Wednesday, May 04, 2005

I want...?

I have to be packed and send all my worldly goods away with the movers in 10 weeks. In 12 weeks, the cat and I will follow, large duffle bag in tow. I've started packing, sort through things, getting rid of baggage, getting ready to move on.

And I am terrified.

What if I am making a mistake? Not so much about school, but about leaving in general, and leaving one person in particular? How does anyone know what to do about these things? What is there to do anyway? Why are there so many questions, and why can't I find any answers?

Work is a bit nuts. It's getting harder and harder not to talk about what I'm working on. At least I can talk to M. about it, that makes things somewhat easier. I'm training two people right now, which is great. Hopefully one of them will turn out to be good and can take over my job when I leave. I think we might have hit the jack-pot with one of them actually, I'm keeping my fingers crossed anyway.
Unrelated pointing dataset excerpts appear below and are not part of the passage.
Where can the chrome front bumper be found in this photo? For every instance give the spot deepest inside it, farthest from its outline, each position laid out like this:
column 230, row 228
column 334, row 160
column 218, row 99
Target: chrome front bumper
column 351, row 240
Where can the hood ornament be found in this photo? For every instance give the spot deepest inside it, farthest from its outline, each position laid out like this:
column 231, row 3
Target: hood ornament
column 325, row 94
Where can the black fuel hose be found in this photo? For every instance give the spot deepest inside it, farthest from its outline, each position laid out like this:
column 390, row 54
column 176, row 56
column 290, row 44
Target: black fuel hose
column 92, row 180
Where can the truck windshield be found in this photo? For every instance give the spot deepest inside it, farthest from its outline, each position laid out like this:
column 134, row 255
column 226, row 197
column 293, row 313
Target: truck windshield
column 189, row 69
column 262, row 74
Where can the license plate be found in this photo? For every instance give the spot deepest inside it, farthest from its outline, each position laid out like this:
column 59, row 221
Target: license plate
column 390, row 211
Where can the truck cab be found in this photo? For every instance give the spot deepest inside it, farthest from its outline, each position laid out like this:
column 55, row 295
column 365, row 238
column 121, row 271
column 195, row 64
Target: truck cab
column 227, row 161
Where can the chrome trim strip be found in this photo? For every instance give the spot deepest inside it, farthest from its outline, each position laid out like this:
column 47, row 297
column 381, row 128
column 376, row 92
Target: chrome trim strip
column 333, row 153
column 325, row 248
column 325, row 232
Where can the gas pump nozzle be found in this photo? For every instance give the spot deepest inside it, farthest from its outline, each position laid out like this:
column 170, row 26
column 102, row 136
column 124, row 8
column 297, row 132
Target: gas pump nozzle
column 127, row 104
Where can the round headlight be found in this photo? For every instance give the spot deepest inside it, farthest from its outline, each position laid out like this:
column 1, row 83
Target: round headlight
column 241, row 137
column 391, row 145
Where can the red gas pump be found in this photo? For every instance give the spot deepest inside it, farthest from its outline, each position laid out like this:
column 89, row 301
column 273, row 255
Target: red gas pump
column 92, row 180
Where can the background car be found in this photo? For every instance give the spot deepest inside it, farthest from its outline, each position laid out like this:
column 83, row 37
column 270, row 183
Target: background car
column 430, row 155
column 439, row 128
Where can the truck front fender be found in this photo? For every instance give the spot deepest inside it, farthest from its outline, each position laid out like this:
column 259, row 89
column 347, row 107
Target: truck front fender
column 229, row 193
The only problem is that since I spend most of the day training people and answering questions and deflecting meetings, I end up working latter so I can get my actual work done. blegh.

So how do you know if you're in love?

2 comments:

Bess said...

I suppose love comes in lots of forms, but I knew BD was THE one on our first date when I had a vission suddenly. He was standing in front of the car, smiling through the windshield at me as I sat in the passenger seat. Suddenly his face turned into an old man's face! I looked down at my hands and saw old lady's hands - with sunken flesh and brown age spots. And I knew I would be riding around in a car with this man when I was an old lady.

Of course, some might say I am an old lady now. :D it was 33 years ago.

But before he did all that he had made me laugh till tears slid down my cheeks - and had been thrilled that I was successful in our very competitive field, instead of jealous.

Anonymous said...

It was kinda slow and gradual for me. I was comming out of a very painful part of my life at the time. Hubby however fell head over heels on the first date. He was then so terrified of scaring me off he acted like a nervous 16 year old, afraid to hold my hand and such. It was what I needed at the time.

For me love, beyond caring for the person deeply, is the sense of calm and peace they bring to you just by their presence. No matter how tense and stressed I am his touch can calm me instantly. No matter how much time we spend apart it never seems to die.

Which is also the reason I don't kill the little bugger for not calling since Saturday.